Abd el-Kade’s humanitarianism, and specifically his rules for the treatment of prisoners, anticipated the Geneva Code of 1949 which codified human rights and prisoners’ rights. The emir’s humanitarian accomplishments were the subject of an international conference at The Palace of Nations in Geneva sponsored by the United Nations in April 2006: Emir Abdelkader, forerunner of human rights and champion of interreligious dialogue.
When a Druze mob in Damascus demanded he turn over the Christians under his protection, the 52-year-old warrior threatened to teach them a lesson in Islamic morality and in making elementary distinctions. He reminded them of the Qur’anic verse that condemns the killing of innocents. The Christians he had once killed had invaded his country. Those in Damascus were not his enemies.
Warfare, betrayal, imprisonment, and the shame of having made his family victims of false promises might have given the emir good reason to have been bitter toward his enemies and to have held a grudge against all Christians. Yet he nursed neither hatred nor a desire for revenge. Instead, he learned much from his bitter experience in prison and valued the sympathetic admirers in France who tried to make his life easier. His lifelong jihad to keep destructive passions under control was a jihad Muslims and non-Muslims alike could benefit from emulating.

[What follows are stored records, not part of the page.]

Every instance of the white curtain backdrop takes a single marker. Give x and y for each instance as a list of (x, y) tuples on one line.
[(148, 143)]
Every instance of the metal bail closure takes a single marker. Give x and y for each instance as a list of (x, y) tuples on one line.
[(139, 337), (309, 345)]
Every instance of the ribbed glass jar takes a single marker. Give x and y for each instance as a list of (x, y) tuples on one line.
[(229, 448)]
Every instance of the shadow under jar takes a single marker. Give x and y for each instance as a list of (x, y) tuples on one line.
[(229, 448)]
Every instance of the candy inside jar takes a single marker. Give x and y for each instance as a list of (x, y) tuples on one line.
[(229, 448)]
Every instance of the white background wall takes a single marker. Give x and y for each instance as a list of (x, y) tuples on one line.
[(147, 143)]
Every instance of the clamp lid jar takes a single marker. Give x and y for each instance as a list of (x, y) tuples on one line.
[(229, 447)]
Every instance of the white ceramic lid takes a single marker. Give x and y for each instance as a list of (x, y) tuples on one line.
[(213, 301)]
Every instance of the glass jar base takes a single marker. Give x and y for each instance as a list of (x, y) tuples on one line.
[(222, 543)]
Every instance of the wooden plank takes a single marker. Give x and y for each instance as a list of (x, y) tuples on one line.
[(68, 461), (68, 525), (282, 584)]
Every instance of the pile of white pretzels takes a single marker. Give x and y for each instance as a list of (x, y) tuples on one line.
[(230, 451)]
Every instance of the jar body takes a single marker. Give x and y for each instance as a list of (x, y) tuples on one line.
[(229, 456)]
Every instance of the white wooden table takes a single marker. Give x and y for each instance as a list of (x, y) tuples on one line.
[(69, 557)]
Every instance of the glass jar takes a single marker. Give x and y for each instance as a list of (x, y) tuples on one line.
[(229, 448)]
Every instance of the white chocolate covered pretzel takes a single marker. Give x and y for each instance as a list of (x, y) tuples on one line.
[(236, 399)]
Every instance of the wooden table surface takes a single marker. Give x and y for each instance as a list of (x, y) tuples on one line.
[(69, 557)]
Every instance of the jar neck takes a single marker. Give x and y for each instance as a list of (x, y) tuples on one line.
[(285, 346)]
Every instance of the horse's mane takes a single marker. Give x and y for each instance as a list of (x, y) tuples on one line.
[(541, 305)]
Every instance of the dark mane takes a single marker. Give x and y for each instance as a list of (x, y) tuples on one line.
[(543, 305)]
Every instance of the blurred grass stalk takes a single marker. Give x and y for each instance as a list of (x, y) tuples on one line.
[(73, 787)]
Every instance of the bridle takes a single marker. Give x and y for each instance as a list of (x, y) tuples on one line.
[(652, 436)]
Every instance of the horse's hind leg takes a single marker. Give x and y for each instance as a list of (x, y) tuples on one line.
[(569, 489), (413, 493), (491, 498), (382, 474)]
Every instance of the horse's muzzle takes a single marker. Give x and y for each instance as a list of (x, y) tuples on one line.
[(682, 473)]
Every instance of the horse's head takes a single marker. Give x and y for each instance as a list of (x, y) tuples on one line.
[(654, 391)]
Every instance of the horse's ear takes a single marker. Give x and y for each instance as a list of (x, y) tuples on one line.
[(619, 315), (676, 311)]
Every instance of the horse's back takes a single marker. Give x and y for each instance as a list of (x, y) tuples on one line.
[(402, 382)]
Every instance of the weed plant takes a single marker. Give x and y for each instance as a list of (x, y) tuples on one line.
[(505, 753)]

Today, more than ever, Muslims and non-Muslims alike need to be reminded of the courage, compassion and intellect of Emir Abd el-Kader. The author beautifully narrates the dramatic story of how the moral compass provided by Abd el-Kader’s faith and learning propelled him to become one of 19th century’s most admired figures. His conduct in war, prison and exile present the true concept of jihad. Abd el Kader’s jihad provides Muslims with a much needed antidote to the toxic false jihads of today, which are dominated by anger, violence and politics. The story of this Muslim hero’s tolerance, humanity and forbearance offer a powerful and persuasive rebuttal to the notion that Islamic values are threatening to the Western way of life.
The editor of the Pakistani monthly, Al-Sharia, Muhammed Nasir, summarized the emir’s importance to the Muslim world:
First, he never was overwhelmed by blind zeal to fight at all costs and was capable of making wise judgments. Secondly, he is strictly guided in his decisions by the legal limitations and moral obligations of Divine Law—he knows when it is permissible to kill Christians and when to risk his own life to save them. Thirdly, despite his political animosity toward France, he is not blind to what is common between their religion and his own…and finally, he can put himself in his adversaries’ shoes and look into the complexities of the situation and understand the factors that make them follow a certain course. Abd el-Kader is not only a symbol of resistance and struggle against foreign domination, but the embodiment of true theological, moral and rational ideas taught by Islam.
In other words, the emir possessed four qualities that contributed to his greatness: self- control, duty to higher law, recognition of commonality amidst difference, and an unusual ability to empathize, even with his adversaries. These qualities are in short supply throughout today’s world.